Cancers can occur anywhere in the spinal column, from the base of the skull down to the lower back. Cancerous cells may be found in vertebrae, as well as in nerves, muscles, tendons, and other tissues that are part of the spine or help to support it. About 10,000 men and women in the United States develop cancer of the spinal cord each year.
Physicians at Yale Medicine have been using a new radiation therapy called SBRT since 2008, and are national leaders in the field.
What are the types of spinal cord cancer?
There are two main types of cancers involving the spine.
Primary spine cancer originates within or around the spinal column.
Secondary spine cancer, which originates in another part of the body and spreads to the spine, is more common. These cancers usually develop first in the lung, prostate, breast, thyroid, or kidneys.
What are risk factors for spine cancer?
Because most cancers involving the spine are secondary and originate elsewhere in the body, cancer in any organ, usually the lung, kidney, breast, prostate or thyroid, is the biggest risk factor.
How is spine cancer diagnosed?
Doctors first perform a physical exam and then typically order imaging tests to get a closer look at a tumor’s size and location.
These imaging tests may include:
- Magnetic resonance imaging (MRI). This test uses a high-powered magnet and radio waves to create a detailed picture of the bones and nerves in and around the spinal cord.

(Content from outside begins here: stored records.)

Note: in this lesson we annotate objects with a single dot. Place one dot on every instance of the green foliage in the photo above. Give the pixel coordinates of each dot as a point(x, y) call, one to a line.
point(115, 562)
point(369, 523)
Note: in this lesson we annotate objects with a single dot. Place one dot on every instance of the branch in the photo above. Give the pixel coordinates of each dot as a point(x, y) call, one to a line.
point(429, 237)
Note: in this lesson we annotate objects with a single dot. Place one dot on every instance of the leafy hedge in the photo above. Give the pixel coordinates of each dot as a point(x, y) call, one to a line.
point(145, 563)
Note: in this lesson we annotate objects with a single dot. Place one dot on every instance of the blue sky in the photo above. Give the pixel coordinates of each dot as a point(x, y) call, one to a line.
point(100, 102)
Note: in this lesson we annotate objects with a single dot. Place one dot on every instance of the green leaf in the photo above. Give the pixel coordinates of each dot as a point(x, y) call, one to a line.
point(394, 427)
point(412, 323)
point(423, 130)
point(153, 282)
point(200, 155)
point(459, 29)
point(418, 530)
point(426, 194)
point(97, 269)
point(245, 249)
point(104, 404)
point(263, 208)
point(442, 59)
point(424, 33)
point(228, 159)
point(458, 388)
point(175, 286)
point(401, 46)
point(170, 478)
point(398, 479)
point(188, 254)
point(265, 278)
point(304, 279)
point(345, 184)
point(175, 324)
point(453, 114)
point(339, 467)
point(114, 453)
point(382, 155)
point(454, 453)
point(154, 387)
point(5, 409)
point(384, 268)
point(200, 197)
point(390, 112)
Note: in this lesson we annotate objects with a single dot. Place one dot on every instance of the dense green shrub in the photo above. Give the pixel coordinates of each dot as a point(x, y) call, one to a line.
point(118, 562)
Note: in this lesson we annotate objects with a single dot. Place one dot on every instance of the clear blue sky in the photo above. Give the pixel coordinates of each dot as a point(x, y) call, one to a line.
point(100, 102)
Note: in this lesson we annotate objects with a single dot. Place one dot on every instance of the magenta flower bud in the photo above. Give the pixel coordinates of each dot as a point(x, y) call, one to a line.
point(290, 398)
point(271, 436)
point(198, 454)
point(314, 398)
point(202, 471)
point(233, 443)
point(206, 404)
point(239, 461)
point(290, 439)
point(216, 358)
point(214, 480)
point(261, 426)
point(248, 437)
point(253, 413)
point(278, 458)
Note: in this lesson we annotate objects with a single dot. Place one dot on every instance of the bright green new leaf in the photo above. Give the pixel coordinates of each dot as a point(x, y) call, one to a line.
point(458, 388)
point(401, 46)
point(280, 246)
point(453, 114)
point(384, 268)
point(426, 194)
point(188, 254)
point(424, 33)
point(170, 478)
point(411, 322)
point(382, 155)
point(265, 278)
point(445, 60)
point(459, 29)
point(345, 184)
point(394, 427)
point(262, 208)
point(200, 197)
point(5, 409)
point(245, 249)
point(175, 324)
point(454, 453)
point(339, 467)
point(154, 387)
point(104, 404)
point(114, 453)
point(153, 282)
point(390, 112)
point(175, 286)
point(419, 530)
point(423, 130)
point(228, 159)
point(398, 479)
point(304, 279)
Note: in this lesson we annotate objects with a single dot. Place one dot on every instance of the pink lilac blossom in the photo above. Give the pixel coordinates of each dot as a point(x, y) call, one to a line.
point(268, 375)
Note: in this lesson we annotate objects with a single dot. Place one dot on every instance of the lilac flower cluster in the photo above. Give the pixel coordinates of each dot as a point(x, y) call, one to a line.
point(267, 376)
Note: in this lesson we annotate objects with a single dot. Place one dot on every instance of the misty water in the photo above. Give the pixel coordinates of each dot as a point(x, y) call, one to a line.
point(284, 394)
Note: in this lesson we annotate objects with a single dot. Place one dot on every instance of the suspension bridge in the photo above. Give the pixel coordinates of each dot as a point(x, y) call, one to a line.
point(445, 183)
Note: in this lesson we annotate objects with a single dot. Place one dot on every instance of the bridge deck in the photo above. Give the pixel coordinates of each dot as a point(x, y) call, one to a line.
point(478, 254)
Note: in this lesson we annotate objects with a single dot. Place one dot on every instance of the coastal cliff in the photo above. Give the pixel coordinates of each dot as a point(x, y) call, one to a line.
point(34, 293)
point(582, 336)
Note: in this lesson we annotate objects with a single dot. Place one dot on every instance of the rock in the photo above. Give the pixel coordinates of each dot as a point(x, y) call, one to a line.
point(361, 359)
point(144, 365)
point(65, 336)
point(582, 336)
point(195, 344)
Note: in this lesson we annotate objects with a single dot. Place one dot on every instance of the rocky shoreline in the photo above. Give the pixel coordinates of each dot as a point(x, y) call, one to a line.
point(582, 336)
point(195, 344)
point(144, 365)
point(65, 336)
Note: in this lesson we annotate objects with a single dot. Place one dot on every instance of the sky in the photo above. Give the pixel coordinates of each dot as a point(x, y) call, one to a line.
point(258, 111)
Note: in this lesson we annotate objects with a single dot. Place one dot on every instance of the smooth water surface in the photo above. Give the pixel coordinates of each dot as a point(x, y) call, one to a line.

- Computerized tomography (CT) scan. This test involves a series of powerful X-rays to get a more detailed picture of the spine.
Doctors may also perform a biopsy, whereby a tissue sample from the tumor is extracted and analyzed under a microscope to determine what type of cancer cells are present, a crucial step in developing a treatment plan. Only a biopsy can provide a definitive cancer diagnosis.
How is spinal cord cancer treated?
For patients with primary spine cancer, surgical removal of the tumor is often recommended first, as long as the patient is a suitable candidate.
For patients with secondary spine cancer, surgery is recommended when the tumor is compressing the spinal cord, when there is spinal instability, or where the vertebral body (the thick bone segment forming the front of each vertebra) has weakened or lost height.
If the tumor can be removed safely with surgery, a spine surgeon performs the operation using techniques designed to minimize damage to the spinal cord and nerves.
Most patients with spinal tumors will also be treated with radiation therapy.
Yale Medicine uses a newer radiation therapy method called stereotactic body radiation therapy (SBRT) to treat spine cancer when appropriate. A machine targets the tumor from outside the body with higher doses of radiation than conventional radiation therapy. SBRT also typically requires fewer treatments (usually one to five). Where treatment requires just one treatment session, the method is called stereotactic radiosurgery (SRS). Treatment is painless (though patients do have to lie still for an extended period) and sessions span 60 to 90 minutes (with much of the time spent positioning the machine).
“At Yale Medicine, we often treat using a single treatment, though occasionally we use three treatments. With conventional radiation, however, treatment can take five to 10 treatments,” says Zain Husain, MD, director of Yale Medicine's Spine Radiosurgery. "Long-term, evidence has shown SBRT/SRS to be more effective than conventional radiation therapy in addressing spine cancer."
What are the potential side effects of SBRT for spine cancer?
“While treatment sessions are painless, in the days or week following radiation treatment with SBRT, patients may experience pain flares at the treatment site, meaning a slight increase in pain from time to time,” says Dr. Husain. “We think this is due to inflammation caused by the high doses of radiation used.”
The pain usually resolves on its own within days, but steroids and other pain medications may be options for relief.
Another potential side effect is a sore esophagus, depending on how close the esophagus is to the treatment site.
Additionally, if the tumor had weakened the bone of the spine, then occasionally the bone may be further weakened post-treatment. To stabilize the bone and help prevent a fracture, doctors may inject the vertebrae with medical “bone cement,” a polymer that acts as a grout to fill cracks. In rarer instances, the spine may be surgically stabilized using metal plates or rods.
How is Yale Medicine’s approach to treating spine cancer unique?
At Yale Medicine, we use a multidisciplinary approach to treat spine cancer. Surgeons and radiation oncologists collaborate with other specialists to plan the best treatment. Together, the team discusses whether a patient will benefit from a form of SBRT. They consider multiple factors, including the patient’s overall health status, the tumor's type, location and size, and whether the cancer has spread.
Yale Medicine has been treating spine cancer with SBRT since 2008, making it a national leader in the field. The equipment Yale Medicine uses for SBRT treatments is among the most advanced in the world, allowing them the ability to safely treat tumors within millimeters of the spinal cord. “We’ve now used SBRT to treat hundreds of patients, often achieving very good outcomes,” says Dr. Husain.